Constraint on ultralight Nelson-Barr dark matter from time-dependent nuclear decay

TL;DR

This paper explores how ultralight scalar dark matter in the Nelson-Barr framework could cause observable periodic variations in nuclear decay rates, providing new constraints based on experimental data.

Contribution

It introduces a novel connection between Nelson-Barr dark matter and time-dependent nuclear decay rates, deriving bounds from experimental decay data.

Findings

Derived new exclusion bounds on Nelson-Barr dark matter parameters.

Showed that scalar DM induces periodic modulations in nuclear decay rates.

Linked decay anomalies to ultralight scalar dark matter effects.

Abstract

Many experiments have notably reported anomalies in radioactive decay rates with periodic variations and challenged the traditional belief of time-independent decays.

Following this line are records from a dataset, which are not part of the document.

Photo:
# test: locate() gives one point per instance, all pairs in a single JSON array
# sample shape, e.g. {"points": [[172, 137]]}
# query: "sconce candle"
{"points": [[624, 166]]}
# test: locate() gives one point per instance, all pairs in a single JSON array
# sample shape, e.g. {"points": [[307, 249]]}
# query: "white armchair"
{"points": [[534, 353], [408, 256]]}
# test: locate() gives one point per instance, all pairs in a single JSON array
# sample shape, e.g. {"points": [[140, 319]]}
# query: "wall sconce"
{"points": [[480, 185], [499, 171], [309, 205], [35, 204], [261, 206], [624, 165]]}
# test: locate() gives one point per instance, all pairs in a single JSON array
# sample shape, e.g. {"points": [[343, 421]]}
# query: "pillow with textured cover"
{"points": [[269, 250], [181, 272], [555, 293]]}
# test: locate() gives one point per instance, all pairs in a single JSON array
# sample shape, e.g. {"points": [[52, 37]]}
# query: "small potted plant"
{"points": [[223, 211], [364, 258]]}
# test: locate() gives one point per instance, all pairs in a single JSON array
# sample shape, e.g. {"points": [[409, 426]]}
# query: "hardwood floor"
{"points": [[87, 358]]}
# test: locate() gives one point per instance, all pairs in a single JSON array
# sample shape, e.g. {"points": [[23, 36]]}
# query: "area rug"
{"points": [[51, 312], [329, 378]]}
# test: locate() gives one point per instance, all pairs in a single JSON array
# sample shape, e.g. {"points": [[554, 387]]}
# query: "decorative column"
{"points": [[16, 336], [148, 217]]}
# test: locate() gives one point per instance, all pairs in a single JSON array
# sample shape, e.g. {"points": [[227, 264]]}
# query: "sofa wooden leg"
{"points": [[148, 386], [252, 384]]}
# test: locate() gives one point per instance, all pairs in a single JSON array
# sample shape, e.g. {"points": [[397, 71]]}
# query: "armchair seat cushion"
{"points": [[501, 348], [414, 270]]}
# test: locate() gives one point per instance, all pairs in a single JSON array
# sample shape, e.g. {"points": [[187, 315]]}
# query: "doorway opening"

This periodicity could potentially be explained by the presence of a periodic dark matter (DM) candidate. In this work, we investigate the impact of time-dependent nuclear decay rates on the ultralight scalar DM in Nelson-Barr solution to the strong CP problem. The light scalar DM field in this framework induces periodic modulations of both CKM matrix elements and quark mass parameters. These modulations generate corresponding periodic perturbations in the neutron-proton mass difference and nuclear binding energies. Consequently, nuclear decay rates receive oscillating residuals. By analyzing the tritium decay rate, we derive new exclusion bounds on the Nelson-Barr DM parameters.